Parent Company: CBS Corporation
Read Simon & Schuster’s description of Paradise Interrupted (Carole Ann Gibson Mysteries).
Book Reviewed by Thumper
I want to state my bias up front. I look forward to this time of the year when a new “Carole Ann Gibson” installment is just over the horizon. Penny Mickelbury hasn’t failed me, until now. Paradise Interrupted is the latest episode of one of the finest mystery serials in print today. Paradise Interrupted is a good book, but in my opinion the timing was a little off. I’ll get into that a little later.
Paradise Interrupted takes our heroine, Carole Ann Gibson to the Isle de Paix where the new president have asked Gibson, Graham Incorporated (GGI) to help re-establishing the country as a tourist attraction, a police force and some basic intra-structure of the new government. Carole Ann goes to the island to oversee the construction of the new main road, build a new government center, and over see the arrival of the new police force. Naturally all is not well in Oz for Carole Ann crosses path with Dennis St. Almain, a man suspected of murdering a federal judge. One night the new road is sabotaged and the construction foreman is killed. Carole Ann soon finds herself in the middle of a mess that could have international repercussions.

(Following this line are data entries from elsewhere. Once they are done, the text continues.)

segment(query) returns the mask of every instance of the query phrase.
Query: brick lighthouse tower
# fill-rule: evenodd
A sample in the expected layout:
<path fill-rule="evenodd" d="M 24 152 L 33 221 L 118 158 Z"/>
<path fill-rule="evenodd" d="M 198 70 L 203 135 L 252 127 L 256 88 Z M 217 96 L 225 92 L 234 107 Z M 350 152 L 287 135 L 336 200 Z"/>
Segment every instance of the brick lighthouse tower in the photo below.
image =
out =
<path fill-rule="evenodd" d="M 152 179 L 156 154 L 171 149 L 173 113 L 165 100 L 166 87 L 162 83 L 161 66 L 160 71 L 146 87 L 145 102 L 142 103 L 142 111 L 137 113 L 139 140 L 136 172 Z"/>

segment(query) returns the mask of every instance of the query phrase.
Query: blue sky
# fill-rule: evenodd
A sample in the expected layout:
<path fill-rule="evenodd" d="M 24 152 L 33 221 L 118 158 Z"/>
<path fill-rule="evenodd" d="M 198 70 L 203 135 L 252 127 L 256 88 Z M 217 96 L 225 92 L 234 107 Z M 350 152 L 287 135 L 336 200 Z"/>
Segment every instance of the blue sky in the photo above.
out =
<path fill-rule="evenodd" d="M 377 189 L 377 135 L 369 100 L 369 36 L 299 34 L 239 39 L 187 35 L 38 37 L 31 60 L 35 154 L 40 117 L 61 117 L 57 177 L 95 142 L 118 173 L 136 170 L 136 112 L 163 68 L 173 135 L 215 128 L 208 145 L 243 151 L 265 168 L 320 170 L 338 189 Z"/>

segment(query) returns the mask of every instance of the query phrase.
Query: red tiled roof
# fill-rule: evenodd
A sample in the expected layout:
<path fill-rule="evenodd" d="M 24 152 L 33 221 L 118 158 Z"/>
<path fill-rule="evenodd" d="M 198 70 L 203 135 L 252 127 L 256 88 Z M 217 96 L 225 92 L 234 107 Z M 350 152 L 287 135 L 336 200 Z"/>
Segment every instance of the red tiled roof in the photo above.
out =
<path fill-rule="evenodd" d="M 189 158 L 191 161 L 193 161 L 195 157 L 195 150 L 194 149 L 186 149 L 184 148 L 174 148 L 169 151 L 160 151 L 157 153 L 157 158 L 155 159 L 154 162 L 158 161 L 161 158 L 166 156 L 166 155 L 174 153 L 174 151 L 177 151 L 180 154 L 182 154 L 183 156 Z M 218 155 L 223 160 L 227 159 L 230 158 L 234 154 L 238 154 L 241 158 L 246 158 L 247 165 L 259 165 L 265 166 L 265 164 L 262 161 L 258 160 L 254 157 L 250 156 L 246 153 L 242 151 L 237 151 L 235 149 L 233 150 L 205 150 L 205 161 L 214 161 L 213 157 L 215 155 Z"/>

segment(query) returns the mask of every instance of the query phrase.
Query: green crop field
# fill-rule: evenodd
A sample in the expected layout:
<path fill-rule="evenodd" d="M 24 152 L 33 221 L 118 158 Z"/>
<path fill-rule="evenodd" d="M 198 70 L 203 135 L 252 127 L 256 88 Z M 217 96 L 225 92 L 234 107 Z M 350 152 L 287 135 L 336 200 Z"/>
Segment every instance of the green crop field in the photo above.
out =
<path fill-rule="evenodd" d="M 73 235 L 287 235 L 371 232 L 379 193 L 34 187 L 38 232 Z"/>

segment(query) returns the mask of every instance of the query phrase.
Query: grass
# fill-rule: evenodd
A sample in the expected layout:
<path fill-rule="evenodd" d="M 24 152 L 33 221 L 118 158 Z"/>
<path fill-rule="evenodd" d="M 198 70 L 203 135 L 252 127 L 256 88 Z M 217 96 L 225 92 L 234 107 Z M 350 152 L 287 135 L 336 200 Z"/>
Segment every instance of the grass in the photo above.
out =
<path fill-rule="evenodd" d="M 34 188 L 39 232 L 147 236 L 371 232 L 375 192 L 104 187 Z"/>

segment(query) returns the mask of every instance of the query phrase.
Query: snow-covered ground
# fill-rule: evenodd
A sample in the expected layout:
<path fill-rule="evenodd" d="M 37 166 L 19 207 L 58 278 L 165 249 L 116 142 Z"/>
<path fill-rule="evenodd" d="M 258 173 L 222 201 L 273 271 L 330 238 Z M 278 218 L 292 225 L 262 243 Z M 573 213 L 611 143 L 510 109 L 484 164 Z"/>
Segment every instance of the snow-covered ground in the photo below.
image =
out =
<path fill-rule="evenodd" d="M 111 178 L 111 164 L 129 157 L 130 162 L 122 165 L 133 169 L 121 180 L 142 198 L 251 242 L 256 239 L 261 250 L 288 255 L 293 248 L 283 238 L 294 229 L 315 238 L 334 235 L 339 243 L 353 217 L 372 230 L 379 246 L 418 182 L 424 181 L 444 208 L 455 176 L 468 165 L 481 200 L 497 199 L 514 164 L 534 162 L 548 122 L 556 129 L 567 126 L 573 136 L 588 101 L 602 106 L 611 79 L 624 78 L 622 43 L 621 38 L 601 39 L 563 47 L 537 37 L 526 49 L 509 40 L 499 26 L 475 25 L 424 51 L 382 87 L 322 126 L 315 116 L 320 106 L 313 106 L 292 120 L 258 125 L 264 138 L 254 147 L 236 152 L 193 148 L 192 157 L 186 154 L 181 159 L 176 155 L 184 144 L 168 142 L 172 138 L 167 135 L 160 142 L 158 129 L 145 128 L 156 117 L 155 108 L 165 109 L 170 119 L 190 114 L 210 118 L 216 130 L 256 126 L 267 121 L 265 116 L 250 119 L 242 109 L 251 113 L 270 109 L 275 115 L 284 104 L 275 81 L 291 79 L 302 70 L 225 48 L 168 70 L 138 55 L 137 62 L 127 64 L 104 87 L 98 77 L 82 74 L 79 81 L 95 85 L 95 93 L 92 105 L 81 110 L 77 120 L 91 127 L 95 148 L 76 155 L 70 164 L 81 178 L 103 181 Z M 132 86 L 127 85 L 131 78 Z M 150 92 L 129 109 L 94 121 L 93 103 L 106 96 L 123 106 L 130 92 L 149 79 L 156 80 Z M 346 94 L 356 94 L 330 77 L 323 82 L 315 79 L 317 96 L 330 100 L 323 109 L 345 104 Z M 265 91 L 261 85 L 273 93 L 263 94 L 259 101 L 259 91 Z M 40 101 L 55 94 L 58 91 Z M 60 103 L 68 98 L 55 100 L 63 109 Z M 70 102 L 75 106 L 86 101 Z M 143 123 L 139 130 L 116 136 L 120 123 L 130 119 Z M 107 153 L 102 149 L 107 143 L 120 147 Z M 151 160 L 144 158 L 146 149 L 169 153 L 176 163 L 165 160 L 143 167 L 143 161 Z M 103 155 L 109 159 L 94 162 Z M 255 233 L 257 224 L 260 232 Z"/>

I’m going to come real with you all. I read the book description, saw the book cover and thought, &lrquo;Ah, hell, here we go again with the Bahamas vacation thang.” I’m jaded. After reading so many books and stories from authors from the Caribbean islands, I’m not fascinated by stories that want to serve as part travelogues. I’ve been taken to the other side of the islands, away from the hotel resorts and the white beaches. I’m more interested in what goes on with the natives than those that want to lie on a beach and sip fruit drinks. All this to say that I had a bit of a ’tude before I got into the book.
I still found the book mildly interesting in the beginning. By the time I reached the middle, I was bored out of my skull. It was like watching grass grow. Rationally I can understand what Mickelbury was trying to do, I think, by building up the mystery. My problem was that it took sooo long, too long. I’m waiting for somebody to die, you know. The sky can only be blue for so long, the sunset can be purple just x number of times. Kill somebody already, damn.
Having said that, the who-dun-it concluded fine. It wasn’t earth shattering, nor was it surprising. If you are an avid mystery reader, the ending is about average. I would still recommend Paradise Interrupted if you want to feel like you’re on an island vacation, or if you’re a Carole Ann Gibson follower.